Lorsqu’on lui demande si après dix ans, ce grand «mani-festival» a créé un besoin plutôt qu’une solution à l’itinérance, la danseuse et chorégraphe de formation demeure pensive. «On crée un moment, un espace de discussion pour s’interroger sur la problématique de l’itinérance.» Une certitude demeure pour l’artiste: l’événement ne s’arrêtera pas à dix chandelles. «Tout stopper voudrait dire qu’on est des ″lâcheux″. Même si on trouvait une solution à l’itinérance, je ne crois pas que l’événement s’éteindrait. On va toujours être là. Il y a trop d’amour dans cet événement pour que des gens en grande détresse humaine le rejettent.»
Un duo qui dérange
Aujourd’hui célébré comme une tradition festive et attendue, l’événement s’est pourtant déjà retrouvé en situation précaire. En 1999, la troisième édition d’État d’Urgence avait bien failli ne pas se produire lorsque l’administration de Pierre Bourque, à l’époque maire de Montréal, avait émis in extremis une interdiction d’occuper le parc Émilie-Gamelin, où les artistes plantent leurs tentes chaque année.
Une preuve parmi tant d’autres que le duo dérange. Cette volonté de choquer et de conscientiser était déjà présente lors de la création de l’ATSA. «Le groupe est né dans l’urgence d’une injustice, d’une indifférence, pour d’abord dénoncer une situation. Nous voulions surprendre le milieu médiatique par l’intelligence de nos propos, mais surtout créer un espace de discussion qui irait au-delà de l’œuvre», explique Annie Roy.
La première œuvre de l’ATSA fut de dénoncer la pénurie de chaussettes (et accessoirement de financement) de plusieurs organismes venant en aide aux sans-abris. Le 17 décembre 1997, l’ATSA dépose sans permission La Banque à Bas, sorte de guichet automatique fait de portes de fours, sur le parvis du Musée d’Art Contemporain.
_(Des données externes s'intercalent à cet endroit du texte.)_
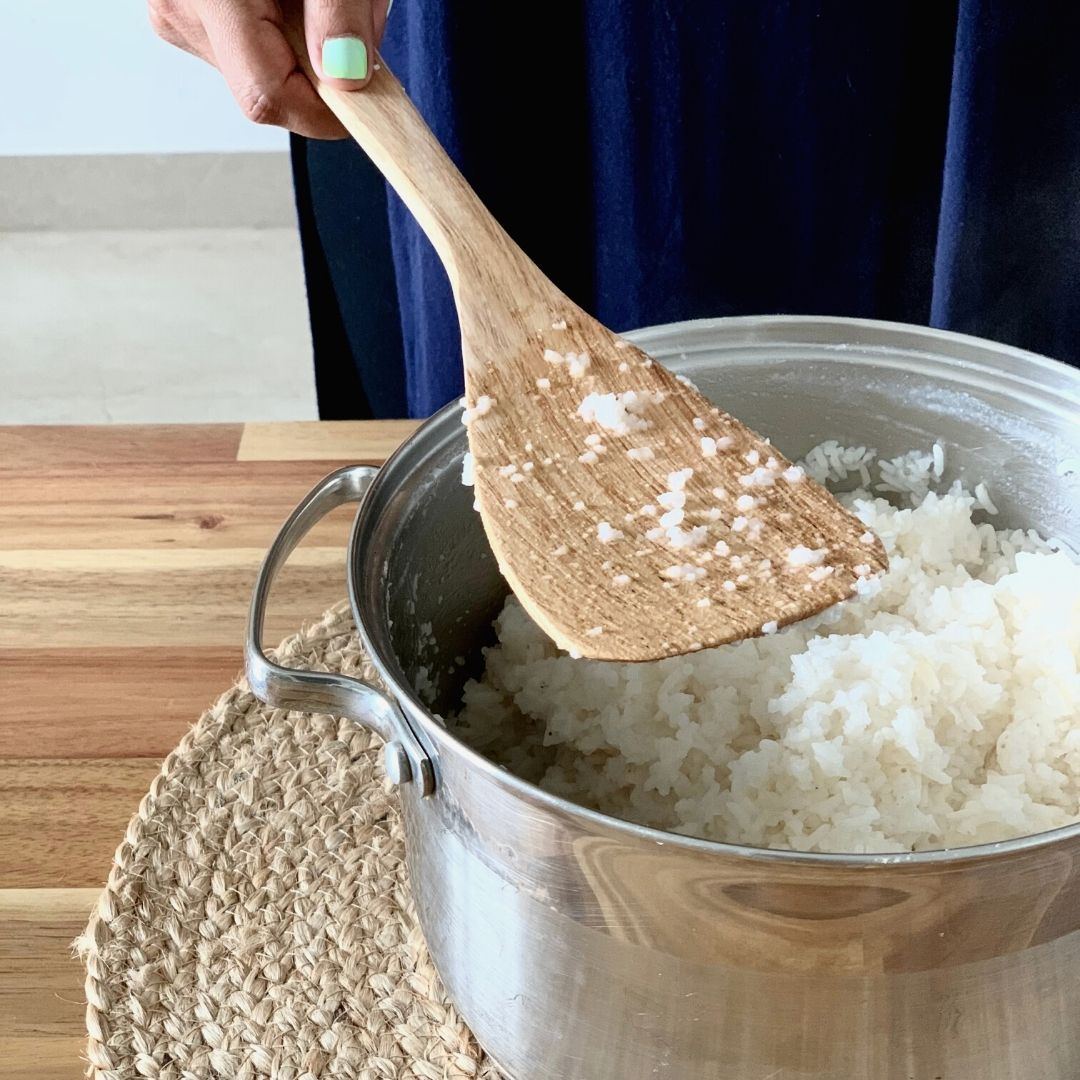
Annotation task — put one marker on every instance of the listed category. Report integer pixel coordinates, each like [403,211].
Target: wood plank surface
[63,820]
[176,596]
[126,561]
[206,504]
[42,1030]
[324,440]
[107,690]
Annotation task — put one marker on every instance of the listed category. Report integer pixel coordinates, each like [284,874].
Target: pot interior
[426,581]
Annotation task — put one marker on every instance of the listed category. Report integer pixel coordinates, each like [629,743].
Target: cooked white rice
[935,711]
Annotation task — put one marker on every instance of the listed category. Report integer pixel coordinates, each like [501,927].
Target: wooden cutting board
[127,556]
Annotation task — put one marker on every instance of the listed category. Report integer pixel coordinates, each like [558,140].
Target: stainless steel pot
[580,947]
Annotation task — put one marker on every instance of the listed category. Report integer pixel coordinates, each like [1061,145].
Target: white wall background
[90,77]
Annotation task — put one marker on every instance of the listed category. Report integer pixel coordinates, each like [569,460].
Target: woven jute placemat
[257,920]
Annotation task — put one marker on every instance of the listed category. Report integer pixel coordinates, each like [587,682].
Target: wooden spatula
[631,517]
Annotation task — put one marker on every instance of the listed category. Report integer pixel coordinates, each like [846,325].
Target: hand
[245,40]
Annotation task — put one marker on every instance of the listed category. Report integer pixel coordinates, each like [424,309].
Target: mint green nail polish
[345,58]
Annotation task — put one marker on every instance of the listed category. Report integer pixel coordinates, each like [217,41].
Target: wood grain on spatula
[630,527]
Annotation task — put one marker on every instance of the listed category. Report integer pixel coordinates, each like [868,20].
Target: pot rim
[439,740]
Cette installation farfelue propulse l’ATSA sous les projecteurs, une attention bénéfique pour l’organisation. «On ne peut pas vivre sans les médias, admet Annie Roy. Nous détenons une tribune médiatique importante.»
Cette exposition au public doit cependant être gérée avec prudence, confie Annie Roy. Une leçon apprise à la dure pour le duo. Après les attentats du 11 septembres 2001 aux États-Unis, le nom du collectif a soulevé la controverse. «Le terme ″terrorisme″ est très galvaudé. Prendre ce mot violent de plein front et l’utiliser, c’est le dénoncer», rétorque Annie Roy. Cette théorie a fait place à la pratique lorsque les VUS du projet Attentat#!0, ont atterri dans plusieurs villes canadiennes, dont Ottawa, Québec et Toronto, entre 2003 et 2007.
Militants ou Artistes?
Au fil des années, les deux complices ont multiplié les frappes pour dénoncer des problématiques diverses: les changements climatiques, la violence faite aux enfants et, toujours au cœur de leurs préoccupations, l’itinérance. Même si elle observe une certaine réaction de la part des Québécois, la moitié féminine du duo se sent parfois déçue de son ampleur. «Malheureusement, on attend toujours qu’une situation soit excessivement indécente avant d’agir», déplore cette citoyenne engagée.
Malgré leurs prises de positions tranchées, Annie Roy et Pierre Allard se définissent d’abord comme des artistes et non des militants. «Nous faisons d’abord de l’art. Nous n’avons pas de revendications, contrairement aux militants. Nous voulons dénoncer, informer et ouvrir un espace de discussion» explique Annie Roy. Pour elle, l’art engagé pourrait s’appeler l’art adolescent «La création implique de tâtonner, chercher, se tromper, rechercher. Aller trop loin et dépasser ses limites, c’est pas grave. L’art engagé, c’est constamment tester ses limites.»